Soft molecular assemblies that respond reversibly to external stimuli are attractive materials as on/off switches, in optoelectronic, memory and sensor technologies. In this Edge Article, we present the reversible structural rearrangement of a soft porphyrin membrane under an electrical potential stimulus in the absence of solid-state architectures. The free-floating porphyrin membrane lies at the interface between immiscible aqueous and organic electrolyte solutions and is formed through interfacial self-assembly of zinc( ii ) meso -tetrakis(4-carboxyphenyl)porphyrins (ZnPor). A potential difference between the two immiscible electrolyte solutions induces the intercalation of bis(triphenylphosphoranylidene)ammonium cations from the organic electrolyte that exchange with protons in the porphyrin membrane. In situ UV/vis absorbance spectroscopy shows that this ionic intercalation and exchange induces a structural interconversion of the individual porphyrin molecules in the membrane from an H- to a J-type molecular configuration. These structural rearrangements are reversible over 30 potential cycles.
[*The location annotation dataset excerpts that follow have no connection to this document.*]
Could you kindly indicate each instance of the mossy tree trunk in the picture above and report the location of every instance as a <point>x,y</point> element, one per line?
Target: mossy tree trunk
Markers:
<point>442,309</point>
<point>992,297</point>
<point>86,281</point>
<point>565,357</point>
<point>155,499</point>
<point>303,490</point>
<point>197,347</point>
In situ polarisation-modulation fluorescence spectroscopy further provides clear evidence of structural interconversion of the porphyrin membrane, as intercalation of the organic electrolyte cations significantly affects the latter's emissive properties. By adjusting the pH of the aqueous phase, additional control of the electrochemically reversible structural interconversion can be achieved, with total suppression at pH 3. The structural rearrangement of a porphyrin membrane self-assembled at a "soft" liquid|liquid interface from a H- to J-molecular configuration is reversibly modulated by externally manipulating the interfacial Galvani potential difference.